La signature du compromis de vente entre les consorts [D]-[F] d’une part et M. [W] [S] et Mme [R] [B] d’autre part n’est intervenue que le 6 mai 2024, soit à une date postérieure au rendu de l’ordonnance du 2 avril 2024, de sorte qu’à la date de celle-ci la requête de Mme [D] demeurait légitime.
Toutefois la vente du bien immobilier indivis étant intervenue amiablement de l’accord des deux parties, le 23 septembre 2024 et le partage amiable réalisé par acte notarié du 26 novembre 2024, la procédure de partage judiciaire n’a plus d’objet en l’absence de masse indivise partageable.

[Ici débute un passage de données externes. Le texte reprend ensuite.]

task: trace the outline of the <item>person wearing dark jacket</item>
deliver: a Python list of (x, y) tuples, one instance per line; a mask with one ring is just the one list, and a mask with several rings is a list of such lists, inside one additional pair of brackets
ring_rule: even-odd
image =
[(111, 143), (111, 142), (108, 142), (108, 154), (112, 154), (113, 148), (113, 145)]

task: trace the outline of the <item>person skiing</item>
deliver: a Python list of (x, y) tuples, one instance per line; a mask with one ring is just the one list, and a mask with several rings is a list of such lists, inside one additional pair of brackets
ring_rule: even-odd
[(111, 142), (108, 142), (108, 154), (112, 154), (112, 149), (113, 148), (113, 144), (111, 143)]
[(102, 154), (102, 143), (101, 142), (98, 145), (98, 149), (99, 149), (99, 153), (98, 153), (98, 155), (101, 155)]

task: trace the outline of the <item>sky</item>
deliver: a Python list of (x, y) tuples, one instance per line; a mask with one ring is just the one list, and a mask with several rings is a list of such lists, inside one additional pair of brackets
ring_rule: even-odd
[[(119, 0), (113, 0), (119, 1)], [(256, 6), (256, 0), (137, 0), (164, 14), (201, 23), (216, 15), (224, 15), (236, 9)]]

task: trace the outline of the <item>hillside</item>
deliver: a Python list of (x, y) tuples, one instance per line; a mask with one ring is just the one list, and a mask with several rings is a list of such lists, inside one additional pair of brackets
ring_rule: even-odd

M. [F] [H] demande à la cour de dire que l’ordonnance du 2 avril 2024 est sans but et par conséquent caduque et de l’annuler.

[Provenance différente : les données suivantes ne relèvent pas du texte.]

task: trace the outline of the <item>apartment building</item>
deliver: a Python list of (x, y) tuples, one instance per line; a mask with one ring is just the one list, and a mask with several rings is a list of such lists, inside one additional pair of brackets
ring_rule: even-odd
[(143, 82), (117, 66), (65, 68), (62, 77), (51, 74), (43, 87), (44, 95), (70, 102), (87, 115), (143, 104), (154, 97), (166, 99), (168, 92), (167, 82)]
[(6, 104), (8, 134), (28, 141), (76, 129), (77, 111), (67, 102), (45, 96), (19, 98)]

Toutefois, aucune disposition légale n’autorise la cour à sanctionner ladite ordonnnance par le prononcé de la caducité ou de la nullité au motif que cette décision de justice s’avère devenue, en cours de procédure, sans objet.
M. [H] [X] sera débouté des demandes formées en ce sens
L’ordonnance du 2 avril 2024 doit être infirmée dès lors que la procédure de partage judiciaire est devenue sans objet.
Sur les demandes annexes
Mme [Y] [D], partie perdante, est condamnée aux dépens en application de l’article 696 du code de procédure civile.

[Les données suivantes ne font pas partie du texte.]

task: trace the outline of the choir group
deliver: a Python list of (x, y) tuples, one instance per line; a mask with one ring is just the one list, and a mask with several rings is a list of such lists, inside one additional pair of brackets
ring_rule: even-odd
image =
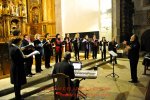
[[(30, 54), (34, 50), (40, 52), (40, 54), (35, 55), (35, 71), (36, 73), (40, 73), (42, 71), (42, 57), (45, 60), (45, 68), (50, 68), (50, 58), (51, 56), (55, 56), (55, 62), (61, 62), (63, 47), (65, 48), (65, 52), (74, 52), (75, 60), (80, 60), (79, 52), (81, 50), (84, 51), (84, 58), (89, 59), (89, 52), (92, 51), (93, 59), (97, 59), (97, 53), (101, 51), (102, 61), (106, 61), (106, 46), (108, 46), (108, 50), (117, 51), (117, 42), (113, 39), (111, 42), (106, 41), (105, 37), (102, 37), (102, 40), (99, 41), (94, 34), (92, 39), (85, 36), (85, 38), (80, 38), (79, 33), (75, 34), (74, 39), (71, 39), (69, 34), (66, 34), (64, 39), (61, 38), (60, 34), (56, 35), (56, 38), (53, 40), (50, 37), (49, 33), (45, 34), (44, 39), (41, 41), (40, 34), (35, 34), (34, 40), (31, 42), (30, 35), (25, 34), (24, 39), (22, 40), (21, 50), (25, 55)], [(55, 50), (53, 50), (55, 48)], [(53, 52), (54, 51), (54, 52)], [(112, 62), (112, 57), (110, 57), (110, 61)], [(115, 63), (117, 63), (115, 59)], [(31, 67), (33, 64), (33, 57), (29, 57), (25, 59), (25, 70), (26, 76), (32, 77), (34, 75), (31, 72)]]

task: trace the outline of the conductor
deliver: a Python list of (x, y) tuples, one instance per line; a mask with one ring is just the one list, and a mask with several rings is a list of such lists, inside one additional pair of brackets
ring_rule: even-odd
[(66, 52), (64, 56), (64, 60), (62, 62), (56, 63), (53, 69), (52, 74), (63, 73), (70, 77), (70, 86), (71, 88), (79, 87), (79, 80), (72, 81), (71, 79), (75, 78), (74, 67), (70, 64), (71, 53)]

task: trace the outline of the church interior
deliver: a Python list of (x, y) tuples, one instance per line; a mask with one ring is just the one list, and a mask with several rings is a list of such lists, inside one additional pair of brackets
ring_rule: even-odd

L’équité commande, dans un souci d’apaisement des tensions entre ex-conjoints de ne pas faire application des dispositions de l’article 700 du code de procédure civile.
PAR CES MOTIFS
LA COUR, statuant en chambre du conseil en matière gracieuse,
DECLARE le pourvoi immédiat formé par M. [H] [F] recevable .
DEBOUTE M. [H] [F] de sa demande tendant à voir prononcer la caducité de l’ordonnance du 2 avril 2024.
DEBOUTE M. [H] [F] de sa demande tendant à voir prononcer la nullité de l’ordonnance du 2 avril 2024.
INFIRME en toutes ses dispositions l’ordonnance déférée du 2 avril 2024.
Statuant à nouveau,
DIT n’y avoir lieu à procédure de partage judiciaire.
CONDAMNE Mme [Y] [D] aux dépens.
DIT n’y avoir lieu à faire application des dispositions de l’article 700 du code de procédure civile en faveur de l’une ou de l’autre partie.